Après l’accord passé entre les créanciers et le gouvernement grec, et après les premiers votes des lois dictées par les créanciers, il a commencé à se créer une première rupture entre d’une part les militants de bases et certains dirigeants de Syriza- ne souhaitant pas renoncer au programme initial de Syriza- et d’autre part le gouvernement grec. Preuve en est du refus, de la majorité du comité central de Syriza de validée l’accord en question. Preuve en est également la démission du gouvernement et l’opposition à ce texte de figures imminentes de Syriza, telles que Varoufakis où encore la présidente du Parlement grec Zoé Konstanpopoulou.

Surtout, des élus et des dirigeants de Syriza commencent à plaider en faveur d’actions, de manifestations, de grèves contre l’accord, ce qui ne s’est pas encore produit sous l’ère Tsipras. Tous ne sont cependant pas hostiles au gouvernement qui, somme toute, a été contraint a accepter ce texte auquel le premier ministre lui même ne croit pas. D’autres en viennent a évoquer une sortie de la zone euro, ce que Tsipras voulait évité à tout prix en signant cet accord avec la Troïka.

Pour le moment Tsipras, le gouvernement et Syriza continuent d’avoir un large soutien de la part de la population. Mais il faut s’attendre dans les mois qui vont venir à une baisse importante de popularité, dès lors que les lois imposées par les créanciers auront commencé à peser sur le peuple grec et sur l’économie du pays, qui est déjà dans un état catastrophique.

Et il n’y a pas que sur la politique intérieure du gouvernement que de profonds désaccords résident désormais entre le gouvernement et les militants de Syriza. La politique extérieure fait maintenant débats entre les deux parties. Le récent accord de coopération militaire signé entre l’armée hellénique et l’armée israélienne ne passe pas pour un certains nombres de progressistes grecs. Et ce d’autant plus qu’avant les élections ; Tsipras défendait la juste lutte du peuple palestinien, qui voit chaque jour ses droits les plus fondamentaux bafoués. Je ne serais dire si désormais le gouvernement grec cautionne l’occupation ou non, mais le fait de coopérer avec l’armée israélienne, celle la même qui occupe illégalement des territoires palestiniens revient à fermer les yeux sur ce qui se passe en Palestine.

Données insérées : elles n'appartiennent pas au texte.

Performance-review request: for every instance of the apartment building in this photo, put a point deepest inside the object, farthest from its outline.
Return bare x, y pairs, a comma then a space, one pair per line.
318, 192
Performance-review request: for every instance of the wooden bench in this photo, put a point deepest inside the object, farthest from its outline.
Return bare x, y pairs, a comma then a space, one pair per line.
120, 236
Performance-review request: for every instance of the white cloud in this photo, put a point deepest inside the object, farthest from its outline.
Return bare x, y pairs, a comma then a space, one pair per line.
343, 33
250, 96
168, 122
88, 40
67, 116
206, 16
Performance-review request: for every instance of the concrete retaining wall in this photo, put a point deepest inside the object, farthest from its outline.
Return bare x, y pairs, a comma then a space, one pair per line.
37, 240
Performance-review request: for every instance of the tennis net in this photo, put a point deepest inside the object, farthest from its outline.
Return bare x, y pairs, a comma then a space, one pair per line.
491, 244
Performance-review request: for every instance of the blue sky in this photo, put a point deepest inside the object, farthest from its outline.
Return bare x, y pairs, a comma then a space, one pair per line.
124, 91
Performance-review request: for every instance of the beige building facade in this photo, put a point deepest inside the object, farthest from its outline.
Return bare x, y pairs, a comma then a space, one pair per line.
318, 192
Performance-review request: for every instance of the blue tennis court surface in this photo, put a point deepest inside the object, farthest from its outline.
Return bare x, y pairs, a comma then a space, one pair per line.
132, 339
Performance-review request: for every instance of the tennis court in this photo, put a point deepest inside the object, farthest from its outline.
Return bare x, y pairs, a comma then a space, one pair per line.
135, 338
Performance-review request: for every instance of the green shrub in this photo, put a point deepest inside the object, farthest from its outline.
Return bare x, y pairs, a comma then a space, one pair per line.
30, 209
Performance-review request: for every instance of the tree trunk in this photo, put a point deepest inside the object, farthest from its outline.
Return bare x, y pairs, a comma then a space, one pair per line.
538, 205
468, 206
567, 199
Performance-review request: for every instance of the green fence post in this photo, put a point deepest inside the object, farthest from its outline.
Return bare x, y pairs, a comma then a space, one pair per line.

De même que les déclarations visant à rassurer les occidentaux quant au maintien de la Grèce dans l’OTAN, revient à cautionner la domination américaine à travers une organisation héritée de la guerre froide et qui a servit à maintes reprises aux Etats-Unis pour leurs différents conflits à travers le monde entier.

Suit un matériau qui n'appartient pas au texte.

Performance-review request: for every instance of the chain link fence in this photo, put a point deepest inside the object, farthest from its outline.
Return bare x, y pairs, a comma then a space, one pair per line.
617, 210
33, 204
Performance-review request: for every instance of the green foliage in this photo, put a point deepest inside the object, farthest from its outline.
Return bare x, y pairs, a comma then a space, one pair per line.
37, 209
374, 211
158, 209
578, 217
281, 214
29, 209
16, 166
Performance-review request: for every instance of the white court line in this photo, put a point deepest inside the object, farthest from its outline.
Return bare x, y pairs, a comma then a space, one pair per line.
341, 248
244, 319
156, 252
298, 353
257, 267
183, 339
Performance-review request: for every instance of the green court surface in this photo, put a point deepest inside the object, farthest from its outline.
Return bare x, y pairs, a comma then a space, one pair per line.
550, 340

Quoiqu’il en soit, si le gouvernement grec persiste à vouloir mettre en oeuvre le programme de la Troïka, il faudra s’attendre à une implosion de Syriza. Un congrès est d’ores et déjà prévus au mois de septembre, nous serons alors fixés sur ce qui adviendra par la suite non seulement de Syriza mais aussi du gouvernement. Ce congrès ne sera manifestement pas marqué par l’unité, les dates de ce dernier faisant elles aussi débats, les militants de la Plateforme de gauche de Syriza ayant souhaité un congrès au mois d’août afin d’éviter a tout prix une acceptation totale de l’accord.

Ces tensions pourraient obliger Alexis Tsipras a organisé des élections anticipées afin de retrouver à la Vouli, le Parlement grec, une majorité au sein de Syriza, qu’il a désormais perdu avec la fronde de plus de quarante députés du parti de la gauche radicale. Un premier ministre grec y compris lâché par l’emblématique présidente de la Vouli : Zoé Konstanpopoulou.